There are numerous resources for evidence of the morphological characteristics of D. patagonica, including a full medium sized skull of D. patagonica which also has the posterior brain, the vessels, the cranial nerves, the inner ear, as well as the semicircular canals of the skull structure: which have all been naturally endocranially cast, which has been recorded as the first natural endocranial casting of an extinct snake species. The information that has been studied and presented from this fossil has brought light to new information regarding the morphological importance of different characteristics within the semicircular canals, as well as the functionality of the olfactory bulb. Through the study of the lightly differentiated castings of the portions of the brain, it was assumed that D. patagonica was a terrestrial reptile due to the level of development of the olfactory sensory bulb within the cast brain.
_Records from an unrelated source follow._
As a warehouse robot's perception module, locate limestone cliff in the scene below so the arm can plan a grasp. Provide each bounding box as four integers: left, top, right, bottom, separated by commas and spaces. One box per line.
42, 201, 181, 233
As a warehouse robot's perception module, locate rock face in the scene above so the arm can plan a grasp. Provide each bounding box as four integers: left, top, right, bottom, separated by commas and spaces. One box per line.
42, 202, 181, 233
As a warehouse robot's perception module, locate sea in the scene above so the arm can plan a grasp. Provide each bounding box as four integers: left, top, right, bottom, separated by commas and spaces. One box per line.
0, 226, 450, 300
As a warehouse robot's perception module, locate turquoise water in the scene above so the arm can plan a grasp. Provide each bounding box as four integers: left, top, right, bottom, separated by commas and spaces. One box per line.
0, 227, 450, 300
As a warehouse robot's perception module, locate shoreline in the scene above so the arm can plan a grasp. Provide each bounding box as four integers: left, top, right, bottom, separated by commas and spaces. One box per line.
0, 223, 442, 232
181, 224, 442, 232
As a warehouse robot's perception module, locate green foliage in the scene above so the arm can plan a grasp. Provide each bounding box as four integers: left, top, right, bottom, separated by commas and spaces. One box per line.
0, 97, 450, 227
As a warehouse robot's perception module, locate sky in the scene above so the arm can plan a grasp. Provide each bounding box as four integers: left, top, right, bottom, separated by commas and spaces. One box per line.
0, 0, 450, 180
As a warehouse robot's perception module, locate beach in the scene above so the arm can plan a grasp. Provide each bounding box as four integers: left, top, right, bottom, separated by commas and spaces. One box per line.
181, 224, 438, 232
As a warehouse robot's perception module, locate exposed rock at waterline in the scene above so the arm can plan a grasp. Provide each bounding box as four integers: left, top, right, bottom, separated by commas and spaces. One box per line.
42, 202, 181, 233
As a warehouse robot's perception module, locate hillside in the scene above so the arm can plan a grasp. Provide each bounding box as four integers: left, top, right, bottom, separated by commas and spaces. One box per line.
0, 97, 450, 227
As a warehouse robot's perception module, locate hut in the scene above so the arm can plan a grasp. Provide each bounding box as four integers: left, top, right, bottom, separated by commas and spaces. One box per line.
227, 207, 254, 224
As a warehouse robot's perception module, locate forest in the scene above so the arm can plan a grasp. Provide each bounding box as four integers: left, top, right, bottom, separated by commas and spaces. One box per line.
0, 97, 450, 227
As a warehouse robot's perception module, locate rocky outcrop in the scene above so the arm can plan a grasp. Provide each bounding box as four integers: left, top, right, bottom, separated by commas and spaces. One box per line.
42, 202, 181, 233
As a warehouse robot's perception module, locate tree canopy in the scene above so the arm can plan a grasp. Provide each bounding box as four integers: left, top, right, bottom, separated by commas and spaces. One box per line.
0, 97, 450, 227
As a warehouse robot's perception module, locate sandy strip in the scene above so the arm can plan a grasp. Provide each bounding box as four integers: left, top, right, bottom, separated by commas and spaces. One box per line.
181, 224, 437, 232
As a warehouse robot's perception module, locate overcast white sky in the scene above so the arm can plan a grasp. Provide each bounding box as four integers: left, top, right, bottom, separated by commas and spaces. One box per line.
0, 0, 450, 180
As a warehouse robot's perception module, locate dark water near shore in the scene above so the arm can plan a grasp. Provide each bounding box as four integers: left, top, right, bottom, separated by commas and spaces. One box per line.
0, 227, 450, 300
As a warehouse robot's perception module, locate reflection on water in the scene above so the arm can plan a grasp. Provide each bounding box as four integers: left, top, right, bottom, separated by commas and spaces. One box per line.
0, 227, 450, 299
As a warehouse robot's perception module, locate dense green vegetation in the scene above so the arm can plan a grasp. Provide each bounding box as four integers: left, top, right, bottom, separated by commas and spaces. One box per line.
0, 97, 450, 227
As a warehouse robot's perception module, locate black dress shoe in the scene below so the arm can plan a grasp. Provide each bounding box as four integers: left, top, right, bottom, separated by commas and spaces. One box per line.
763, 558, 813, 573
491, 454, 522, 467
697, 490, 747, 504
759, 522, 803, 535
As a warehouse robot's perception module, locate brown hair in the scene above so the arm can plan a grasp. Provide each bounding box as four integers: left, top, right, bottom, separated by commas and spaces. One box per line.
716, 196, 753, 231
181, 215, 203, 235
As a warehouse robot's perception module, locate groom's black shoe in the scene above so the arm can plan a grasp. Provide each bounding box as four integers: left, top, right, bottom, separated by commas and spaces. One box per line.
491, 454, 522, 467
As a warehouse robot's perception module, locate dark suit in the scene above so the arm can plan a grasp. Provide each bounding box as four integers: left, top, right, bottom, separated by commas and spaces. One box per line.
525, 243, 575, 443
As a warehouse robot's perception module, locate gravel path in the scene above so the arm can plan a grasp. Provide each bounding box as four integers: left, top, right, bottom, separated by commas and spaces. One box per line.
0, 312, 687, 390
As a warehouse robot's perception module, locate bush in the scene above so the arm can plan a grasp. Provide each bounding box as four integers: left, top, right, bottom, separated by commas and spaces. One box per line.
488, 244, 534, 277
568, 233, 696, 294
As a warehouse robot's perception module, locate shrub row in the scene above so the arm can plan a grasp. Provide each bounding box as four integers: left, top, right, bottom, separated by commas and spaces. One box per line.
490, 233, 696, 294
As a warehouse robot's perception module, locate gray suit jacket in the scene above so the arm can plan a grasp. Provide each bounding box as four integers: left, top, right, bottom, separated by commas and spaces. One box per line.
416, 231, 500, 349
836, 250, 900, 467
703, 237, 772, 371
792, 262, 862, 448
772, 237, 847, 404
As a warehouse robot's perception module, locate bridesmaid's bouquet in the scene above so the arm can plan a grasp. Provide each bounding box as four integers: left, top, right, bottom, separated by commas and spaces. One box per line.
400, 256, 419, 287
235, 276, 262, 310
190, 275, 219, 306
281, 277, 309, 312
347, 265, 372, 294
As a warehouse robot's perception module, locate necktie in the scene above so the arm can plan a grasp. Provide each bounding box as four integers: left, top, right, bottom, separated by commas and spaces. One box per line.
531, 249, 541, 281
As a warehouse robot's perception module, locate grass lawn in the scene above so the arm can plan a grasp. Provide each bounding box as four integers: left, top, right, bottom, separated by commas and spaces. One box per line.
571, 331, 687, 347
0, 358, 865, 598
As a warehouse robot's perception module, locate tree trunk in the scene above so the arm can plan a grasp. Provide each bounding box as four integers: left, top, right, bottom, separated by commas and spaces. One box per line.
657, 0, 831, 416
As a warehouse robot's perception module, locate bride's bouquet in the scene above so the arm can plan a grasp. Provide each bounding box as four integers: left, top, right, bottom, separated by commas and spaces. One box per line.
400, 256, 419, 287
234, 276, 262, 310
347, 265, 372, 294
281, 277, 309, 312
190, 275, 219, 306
Therefore, if it had to be deduced whether snakes, and more specifically, Dinilysia patagonica adapted terrestrially or aquatically, the presented studies all suggest in one form or another that the features and adaptations present in D. patagonica are more likely to be those of terrestrial adaptations than those of aquatic adaptations based on not only morphological characteristics, but plesiomorphic and apomorphic shared characteristics to that of current living snake species.

== Ecology ==
It has been suggested that Dinilysia may have fed on notosuchian crocodiles, theropod dinosaurs and flightless birds. It may have also fed on the young of these animals.